Saturday, August 20, 2011
My doctor made it very clear to my hubby that I was to be treated like Queen Cleopatra the few days post transfer, and he as not disappointed. The past few days I have been the couch queen...the iPad 2 has been my constant companion, (I run the battery dead every day). I have read novels, watched movies, tv and most importantly I have caught up on sleep. I have had whatever I have wanted as far as food goes, moose tracks ice cream, chocolate, fruit, most anything good. So if I am not pregnant, I sure will look pregnant by next week. I must be eating out of boredom, because usually I eat fairly healthily minus the ice cream, something I may never be able to give up. So my son came home for a little fiesta, and of course they had a piñata filled with all sorts of treats. My hubby got a chocolate, and my Homer Simpson kicked in..."mmmm....chocolate" I asked for a piece of chocolate, but alas only straight sugar. I craved peanut M&M's, so my request was granted...gee I could get used to this.

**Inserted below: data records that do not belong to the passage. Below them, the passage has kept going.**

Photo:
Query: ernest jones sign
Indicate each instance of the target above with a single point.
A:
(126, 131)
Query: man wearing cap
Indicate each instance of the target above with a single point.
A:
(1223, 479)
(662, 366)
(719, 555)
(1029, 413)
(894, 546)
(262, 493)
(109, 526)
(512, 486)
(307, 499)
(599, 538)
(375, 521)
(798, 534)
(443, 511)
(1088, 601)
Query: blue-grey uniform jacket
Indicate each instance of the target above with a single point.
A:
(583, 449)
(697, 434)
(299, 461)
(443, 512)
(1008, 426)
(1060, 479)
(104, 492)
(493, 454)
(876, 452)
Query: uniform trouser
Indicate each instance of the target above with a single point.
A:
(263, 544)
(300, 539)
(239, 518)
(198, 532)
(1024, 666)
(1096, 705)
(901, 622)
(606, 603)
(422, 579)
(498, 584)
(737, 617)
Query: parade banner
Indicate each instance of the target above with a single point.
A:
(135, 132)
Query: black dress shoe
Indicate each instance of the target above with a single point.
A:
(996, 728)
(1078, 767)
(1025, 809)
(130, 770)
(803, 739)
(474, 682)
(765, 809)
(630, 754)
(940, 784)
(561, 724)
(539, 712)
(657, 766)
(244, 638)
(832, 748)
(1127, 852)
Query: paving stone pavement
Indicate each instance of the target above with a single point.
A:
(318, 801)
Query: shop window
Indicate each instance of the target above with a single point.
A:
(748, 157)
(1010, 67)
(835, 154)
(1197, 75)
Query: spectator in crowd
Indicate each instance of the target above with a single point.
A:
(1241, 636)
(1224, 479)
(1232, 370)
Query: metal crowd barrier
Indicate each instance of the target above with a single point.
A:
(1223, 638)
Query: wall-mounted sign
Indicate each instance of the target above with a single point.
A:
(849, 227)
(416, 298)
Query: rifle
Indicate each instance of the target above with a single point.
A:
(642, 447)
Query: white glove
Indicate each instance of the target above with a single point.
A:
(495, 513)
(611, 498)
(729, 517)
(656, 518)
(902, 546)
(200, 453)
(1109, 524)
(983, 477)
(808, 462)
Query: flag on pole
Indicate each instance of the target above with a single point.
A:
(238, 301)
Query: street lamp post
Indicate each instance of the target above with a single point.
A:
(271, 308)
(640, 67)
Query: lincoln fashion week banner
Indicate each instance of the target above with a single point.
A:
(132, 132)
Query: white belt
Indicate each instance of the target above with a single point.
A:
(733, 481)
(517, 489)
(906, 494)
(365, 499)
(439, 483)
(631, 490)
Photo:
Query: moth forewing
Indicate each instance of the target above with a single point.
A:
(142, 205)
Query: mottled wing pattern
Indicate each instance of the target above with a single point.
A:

Wednesday, August 17, 2011
As you can see I have been MIA... This summer has been INSANE, like nothing else. So what do I do to make it even worse?...I decided that it would be the perfect time to do another round of IVF. Crazy, I know, but it just seemed right. And amazingly enough it hasn't been beyond doable, in fact I have felt at peace with it despite our slightly (who am I kidding) extremely stressful summer. I only had a freak out moment yesterday, one day before the transfer occurred. But luckily this morning as I sat in the sterile transfer room I felt peace unlike any other. Maybe that was the Valium, but I was at peace long before the doctor handed me the goods. Now I need to back up a little and share the news that we got when the doctor came in to show us our little Blasts. Now this doctor has talked with us in the past, that we could do a single transfer due to my size, so imagine my shock when I saw three little bubbles. I asked incredulously are there three? He explained that two were of marginal quality. One was good, one fair, and one Ok. He left the room to let us make a decision. We talked, and ultimately we prayed, our decision was to implant all three. I don't believe it will result in triplets, the odds are very small, but I didn't want to take away a possible chance at a baby. All went well, and now I rest and wait.